Oral health is something that should occupy greater priority in India due to the ever-increasing number people addicted to smoking and chewing practices. There has been a considerable increase in the incidence of Oral cancer among Asian men.
In India and Sri Lanka, where chewing tobacco is used with betel nuts and reverse smoking is practiced, there is a striking incidence of oral cancer, accounting for as much as 50 % of all cancers. The prevalence of common dental problems such as cavities, stained teeth, bleeding and swollen gums is over 75 %. The awareness of the public though remains much less, with more than 60 % of them having a carefree attitude.
The key to effective treatment is early diagnosis and intervention and can be achieved by mass screening programs or a regular visit to the dentist such as once every year. The results of a survey conducted among the urban and rural Indian population, reports that nearly 60% of Indians have never had a visit to the dentist's clinic. Surprising isn't it?
A national consumer usage and attitudes survey conducted across 233 Indian cities has revealed that dental problems in India are reflected in the low awareness levels and poor oral hygiene habits. In addition, it has been shown that people do not associate dental health with adequate oral care.
Most associate dental problems with lifestyle related reasons like 'improper eating habits' and 'being born with bad teeth', a perception prominent in rural areas. According to the survey, as much as 60% of people in India have never visited a dentist and only 2% actually visit a dentist regularly.
When it comes to dental problems, a dentist's clinic is someplace where the Indians would last want to be! Over 50% of Indians are unconcerned about preventing or curing dental problems. They don't seem to be displaying interest unless there is an acute necessity. The follow-up rates are also significantly lower.
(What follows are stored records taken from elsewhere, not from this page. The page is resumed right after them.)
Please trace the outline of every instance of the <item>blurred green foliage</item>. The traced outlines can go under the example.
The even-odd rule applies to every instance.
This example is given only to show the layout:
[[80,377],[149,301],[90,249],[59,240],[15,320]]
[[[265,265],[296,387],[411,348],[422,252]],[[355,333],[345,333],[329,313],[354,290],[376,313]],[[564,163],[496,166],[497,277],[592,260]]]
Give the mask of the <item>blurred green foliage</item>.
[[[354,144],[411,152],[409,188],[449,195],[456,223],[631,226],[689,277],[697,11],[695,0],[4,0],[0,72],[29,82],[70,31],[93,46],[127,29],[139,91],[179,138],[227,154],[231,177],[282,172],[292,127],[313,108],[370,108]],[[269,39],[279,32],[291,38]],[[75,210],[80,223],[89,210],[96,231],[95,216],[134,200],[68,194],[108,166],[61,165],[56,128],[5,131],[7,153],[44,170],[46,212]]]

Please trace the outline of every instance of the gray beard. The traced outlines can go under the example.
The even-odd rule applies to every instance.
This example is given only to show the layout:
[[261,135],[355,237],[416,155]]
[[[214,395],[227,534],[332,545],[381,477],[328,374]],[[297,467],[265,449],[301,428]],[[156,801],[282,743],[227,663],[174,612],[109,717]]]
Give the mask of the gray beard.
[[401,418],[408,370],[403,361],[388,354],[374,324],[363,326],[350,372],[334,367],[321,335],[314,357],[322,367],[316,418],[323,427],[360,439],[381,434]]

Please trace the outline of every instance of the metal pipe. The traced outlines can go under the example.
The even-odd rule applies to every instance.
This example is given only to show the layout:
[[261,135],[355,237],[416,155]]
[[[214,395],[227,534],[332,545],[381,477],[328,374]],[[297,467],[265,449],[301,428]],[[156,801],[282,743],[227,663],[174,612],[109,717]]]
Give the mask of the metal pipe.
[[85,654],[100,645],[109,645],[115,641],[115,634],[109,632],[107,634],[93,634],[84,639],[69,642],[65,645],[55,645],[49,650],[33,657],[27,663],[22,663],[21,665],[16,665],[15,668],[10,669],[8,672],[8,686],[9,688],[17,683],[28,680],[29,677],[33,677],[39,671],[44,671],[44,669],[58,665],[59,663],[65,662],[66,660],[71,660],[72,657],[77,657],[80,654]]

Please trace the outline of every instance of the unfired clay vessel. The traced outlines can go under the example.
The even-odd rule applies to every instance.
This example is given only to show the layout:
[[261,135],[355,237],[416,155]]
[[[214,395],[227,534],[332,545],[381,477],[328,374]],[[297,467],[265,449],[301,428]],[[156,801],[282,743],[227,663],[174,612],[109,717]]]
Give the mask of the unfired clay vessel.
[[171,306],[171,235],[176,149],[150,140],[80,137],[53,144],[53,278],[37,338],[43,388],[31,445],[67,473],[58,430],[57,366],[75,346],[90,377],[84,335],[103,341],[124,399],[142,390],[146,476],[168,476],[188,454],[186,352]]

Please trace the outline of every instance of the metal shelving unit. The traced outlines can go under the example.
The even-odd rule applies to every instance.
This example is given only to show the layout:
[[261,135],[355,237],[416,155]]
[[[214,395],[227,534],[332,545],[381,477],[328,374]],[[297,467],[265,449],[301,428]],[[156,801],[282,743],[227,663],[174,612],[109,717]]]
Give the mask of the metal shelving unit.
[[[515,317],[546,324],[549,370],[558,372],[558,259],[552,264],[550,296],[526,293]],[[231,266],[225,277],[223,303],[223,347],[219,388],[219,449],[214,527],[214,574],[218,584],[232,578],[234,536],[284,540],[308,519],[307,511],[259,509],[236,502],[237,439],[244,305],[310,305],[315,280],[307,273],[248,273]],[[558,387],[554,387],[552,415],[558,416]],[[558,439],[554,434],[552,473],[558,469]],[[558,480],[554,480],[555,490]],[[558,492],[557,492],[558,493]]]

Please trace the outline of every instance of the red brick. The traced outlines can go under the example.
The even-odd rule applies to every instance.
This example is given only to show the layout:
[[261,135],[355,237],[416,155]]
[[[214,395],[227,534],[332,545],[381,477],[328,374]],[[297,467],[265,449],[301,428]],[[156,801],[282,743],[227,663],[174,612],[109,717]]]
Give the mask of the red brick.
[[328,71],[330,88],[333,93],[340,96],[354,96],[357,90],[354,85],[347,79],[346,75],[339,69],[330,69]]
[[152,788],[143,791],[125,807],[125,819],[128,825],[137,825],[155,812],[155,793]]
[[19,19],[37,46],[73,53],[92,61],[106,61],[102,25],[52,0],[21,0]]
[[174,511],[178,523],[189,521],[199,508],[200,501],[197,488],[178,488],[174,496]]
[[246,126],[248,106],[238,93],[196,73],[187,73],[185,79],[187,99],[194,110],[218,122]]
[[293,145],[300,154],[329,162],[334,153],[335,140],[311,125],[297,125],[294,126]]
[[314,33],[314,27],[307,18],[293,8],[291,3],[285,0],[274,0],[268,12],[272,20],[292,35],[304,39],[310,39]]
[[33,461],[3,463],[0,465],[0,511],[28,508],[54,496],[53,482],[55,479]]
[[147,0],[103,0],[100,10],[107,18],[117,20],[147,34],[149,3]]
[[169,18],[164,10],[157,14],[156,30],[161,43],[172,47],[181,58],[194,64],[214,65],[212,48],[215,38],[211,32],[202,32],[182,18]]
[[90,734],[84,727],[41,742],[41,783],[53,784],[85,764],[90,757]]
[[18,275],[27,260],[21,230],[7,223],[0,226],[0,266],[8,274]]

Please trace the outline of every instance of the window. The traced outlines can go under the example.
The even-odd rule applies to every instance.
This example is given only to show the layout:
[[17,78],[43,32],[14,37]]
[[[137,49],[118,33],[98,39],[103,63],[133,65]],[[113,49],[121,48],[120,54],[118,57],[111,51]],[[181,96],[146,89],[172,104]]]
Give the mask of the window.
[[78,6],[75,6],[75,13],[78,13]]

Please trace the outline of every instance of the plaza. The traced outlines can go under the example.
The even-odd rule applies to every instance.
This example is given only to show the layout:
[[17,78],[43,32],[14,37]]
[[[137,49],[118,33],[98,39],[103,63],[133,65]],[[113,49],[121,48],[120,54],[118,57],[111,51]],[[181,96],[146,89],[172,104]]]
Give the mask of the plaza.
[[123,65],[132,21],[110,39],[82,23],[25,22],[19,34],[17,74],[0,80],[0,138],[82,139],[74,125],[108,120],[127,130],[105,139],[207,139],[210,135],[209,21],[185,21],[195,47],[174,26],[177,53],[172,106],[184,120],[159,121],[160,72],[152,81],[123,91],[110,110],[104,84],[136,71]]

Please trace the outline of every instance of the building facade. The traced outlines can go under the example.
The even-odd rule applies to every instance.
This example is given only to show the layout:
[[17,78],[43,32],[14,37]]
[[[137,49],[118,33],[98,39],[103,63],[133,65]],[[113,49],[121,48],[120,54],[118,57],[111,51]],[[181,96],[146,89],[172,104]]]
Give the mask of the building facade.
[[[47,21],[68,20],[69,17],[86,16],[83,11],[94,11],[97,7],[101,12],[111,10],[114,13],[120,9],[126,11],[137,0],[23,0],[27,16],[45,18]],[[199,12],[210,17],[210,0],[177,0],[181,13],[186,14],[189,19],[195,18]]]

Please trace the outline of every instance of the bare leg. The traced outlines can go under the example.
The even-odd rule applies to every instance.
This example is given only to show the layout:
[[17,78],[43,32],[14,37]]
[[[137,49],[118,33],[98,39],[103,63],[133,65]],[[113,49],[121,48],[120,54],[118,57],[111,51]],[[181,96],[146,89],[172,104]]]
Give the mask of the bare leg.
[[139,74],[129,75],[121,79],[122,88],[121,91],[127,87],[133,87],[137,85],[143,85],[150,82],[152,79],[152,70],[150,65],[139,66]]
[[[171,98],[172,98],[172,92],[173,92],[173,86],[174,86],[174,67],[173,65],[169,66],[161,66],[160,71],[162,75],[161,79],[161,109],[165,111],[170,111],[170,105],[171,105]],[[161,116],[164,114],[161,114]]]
The survey also revealed that nearly 24 per cent of consumers suffered from toothache in the past one year and 96 per cent were aware of the problem, but only as few as 35% have taken treatment from a dentist.
In addition to attitudes, the survey also tracked usage patterns and almost 30% were found not using any modern oral care products, the number being higher in rural areas. As far as brushing habits go, over 50% of rural India does not use a toothbrush to clean teeth while over 75% of toothpaste users brush once or less than once a day.
These usage and attitudes only stresses the importance of how far we need to go in terms of imparting health education regarding oral hygiene. The goal however, cannot be achieved without active community participation.